Im Gespräch mit Journalisten in Bürgenstock, wo wichtige Treffen und Diskussionen zur Lage in der Region stattfinden, betonte Sharif, dass Dialog und Zusammenarbeit weiterhin der beste Weg seien, um eine Eskalation von Krisen zu verhindern.
Der pakistanische Premierminister lobte insbesondere den Ansatz der iranischen Führung während der jüngsten Spannungen und argumentierte, dass Teheran in einer für die regionale Sicherheit herausfordernden Zeit Verantwortungsbewusstsein und Zurückhaltung gezeigt habe.
„Die iranische Führung hat diese gesamte Krise mit Würde und mit dem Ziel gemeistert, die Lage zu beruhigen“, erklärte Sharif.
Er reservierte auch positive Kritiken für US-Präsident Donald Trump und beschrieb ihn als einen Führer, der sich für den Frieden einsetzt.
„Dasselbe glaube ich auch an Präsident Trump.
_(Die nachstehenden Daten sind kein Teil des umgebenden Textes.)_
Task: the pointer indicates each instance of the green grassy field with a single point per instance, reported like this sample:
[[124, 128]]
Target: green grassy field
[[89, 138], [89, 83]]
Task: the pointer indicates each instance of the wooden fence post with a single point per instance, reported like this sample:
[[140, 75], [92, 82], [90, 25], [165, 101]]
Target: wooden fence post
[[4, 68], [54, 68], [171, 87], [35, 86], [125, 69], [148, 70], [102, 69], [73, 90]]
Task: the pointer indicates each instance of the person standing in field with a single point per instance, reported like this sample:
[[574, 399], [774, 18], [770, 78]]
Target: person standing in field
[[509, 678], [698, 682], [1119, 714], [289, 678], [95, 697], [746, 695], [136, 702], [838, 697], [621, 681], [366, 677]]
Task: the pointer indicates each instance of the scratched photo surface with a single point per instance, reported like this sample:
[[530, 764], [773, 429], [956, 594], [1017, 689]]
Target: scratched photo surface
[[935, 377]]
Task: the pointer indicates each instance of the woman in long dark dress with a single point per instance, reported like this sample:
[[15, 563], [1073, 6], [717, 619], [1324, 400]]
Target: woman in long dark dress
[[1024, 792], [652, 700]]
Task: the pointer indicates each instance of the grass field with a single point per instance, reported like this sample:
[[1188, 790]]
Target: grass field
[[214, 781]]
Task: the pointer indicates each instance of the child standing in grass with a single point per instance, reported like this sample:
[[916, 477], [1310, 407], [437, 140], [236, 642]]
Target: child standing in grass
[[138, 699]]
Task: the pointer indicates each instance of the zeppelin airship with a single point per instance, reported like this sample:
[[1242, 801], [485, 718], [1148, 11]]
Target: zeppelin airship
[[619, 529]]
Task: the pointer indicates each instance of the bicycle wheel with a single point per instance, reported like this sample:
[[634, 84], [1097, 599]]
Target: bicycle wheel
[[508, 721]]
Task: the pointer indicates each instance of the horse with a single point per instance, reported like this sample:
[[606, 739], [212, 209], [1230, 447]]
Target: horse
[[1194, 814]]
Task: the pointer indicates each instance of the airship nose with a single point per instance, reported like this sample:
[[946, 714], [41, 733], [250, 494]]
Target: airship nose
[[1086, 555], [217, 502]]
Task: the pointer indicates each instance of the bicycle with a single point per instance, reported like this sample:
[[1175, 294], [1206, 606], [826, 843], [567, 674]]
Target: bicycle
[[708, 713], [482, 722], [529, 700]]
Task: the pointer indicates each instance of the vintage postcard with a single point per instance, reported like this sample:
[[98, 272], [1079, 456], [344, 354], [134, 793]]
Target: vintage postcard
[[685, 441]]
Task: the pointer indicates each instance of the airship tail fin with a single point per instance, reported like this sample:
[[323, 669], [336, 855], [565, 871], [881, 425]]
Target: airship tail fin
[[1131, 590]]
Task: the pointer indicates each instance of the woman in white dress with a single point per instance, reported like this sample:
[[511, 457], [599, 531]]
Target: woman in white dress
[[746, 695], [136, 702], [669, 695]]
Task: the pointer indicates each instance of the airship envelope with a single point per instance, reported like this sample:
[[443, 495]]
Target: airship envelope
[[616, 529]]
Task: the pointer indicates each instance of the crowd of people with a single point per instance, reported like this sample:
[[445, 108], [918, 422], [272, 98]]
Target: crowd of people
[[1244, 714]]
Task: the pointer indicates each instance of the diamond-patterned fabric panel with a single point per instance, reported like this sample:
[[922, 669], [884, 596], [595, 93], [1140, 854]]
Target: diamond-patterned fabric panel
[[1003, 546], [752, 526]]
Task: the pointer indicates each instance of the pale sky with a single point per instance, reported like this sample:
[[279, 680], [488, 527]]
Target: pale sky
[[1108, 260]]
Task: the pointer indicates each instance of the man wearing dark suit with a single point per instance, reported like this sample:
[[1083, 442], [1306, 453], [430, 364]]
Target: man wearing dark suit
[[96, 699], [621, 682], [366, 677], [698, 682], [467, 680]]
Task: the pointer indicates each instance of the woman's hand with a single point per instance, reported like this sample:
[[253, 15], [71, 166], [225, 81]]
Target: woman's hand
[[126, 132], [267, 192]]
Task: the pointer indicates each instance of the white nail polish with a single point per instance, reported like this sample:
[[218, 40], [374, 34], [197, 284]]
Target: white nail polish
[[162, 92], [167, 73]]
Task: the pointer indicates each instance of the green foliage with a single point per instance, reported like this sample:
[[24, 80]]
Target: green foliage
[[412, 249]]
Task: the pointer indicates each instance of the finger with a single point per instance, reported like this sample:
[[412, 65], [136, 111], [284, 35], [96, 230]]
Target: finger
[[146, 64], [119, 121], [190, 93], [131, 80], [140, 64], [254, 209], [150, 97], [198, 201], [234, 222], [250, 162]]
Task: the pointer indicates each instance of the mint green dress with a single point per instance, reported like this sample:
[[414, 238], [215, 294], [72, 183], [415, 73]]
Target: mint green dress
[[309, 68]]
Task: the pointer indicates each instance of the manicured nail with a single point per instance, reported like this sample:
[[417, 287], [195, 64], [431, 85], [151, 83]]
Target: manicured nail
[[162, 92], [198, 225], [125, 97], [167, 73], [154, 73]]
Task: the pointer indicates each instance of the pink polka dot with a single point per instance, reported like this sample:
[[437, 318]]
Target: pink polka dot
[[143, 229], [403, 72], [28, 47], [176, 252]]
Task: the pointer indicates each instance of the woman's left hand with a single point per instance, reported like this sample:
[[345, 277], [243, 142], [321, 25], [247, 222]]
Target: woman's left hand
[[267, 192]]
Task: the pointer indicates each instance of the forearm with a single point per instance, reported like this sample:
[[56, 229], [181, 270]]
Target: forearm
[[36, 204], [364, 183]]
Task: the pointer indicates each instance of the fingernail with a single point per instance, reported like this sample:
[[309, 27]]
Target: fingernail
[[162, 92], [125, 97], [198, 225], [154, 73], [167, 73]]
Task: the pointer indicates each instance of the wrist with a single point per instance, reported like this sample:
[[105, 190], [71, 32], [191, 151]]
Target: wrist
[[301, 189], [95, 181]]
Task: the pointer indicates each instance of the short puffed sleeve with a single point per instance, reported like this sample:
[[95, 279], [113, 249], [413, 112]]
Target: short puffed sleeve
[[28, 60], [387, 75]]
Ich habe keinen Zweifel daran, dass er ein Mann des Friedens ist“, sagte der pakistanische Premierminister.
Sharifs Aussagen kommen zu einem Zeitpunkt, an dem die Verhandlungen zwischen den Vereinigten Staaten und dem Iran in eine entscheidende Phase eintreten, während die internationalen Bemühungen, die Spannungen im Libanon abzubauen und einen neuen Sicherheitsrahmen im Nahen Osten zu schaffen, fortgesetzt werden.
Die Position des pakistanischen Premierministers wird als wichtig erachtet, da Pakistan enge Beziehungen sowohl zum Iran als auch zu den Vereinigten Staaten unterhält und Entwicklungen, die sich auf die Stabilität der Region auswirken, aufmerksam verfolgt.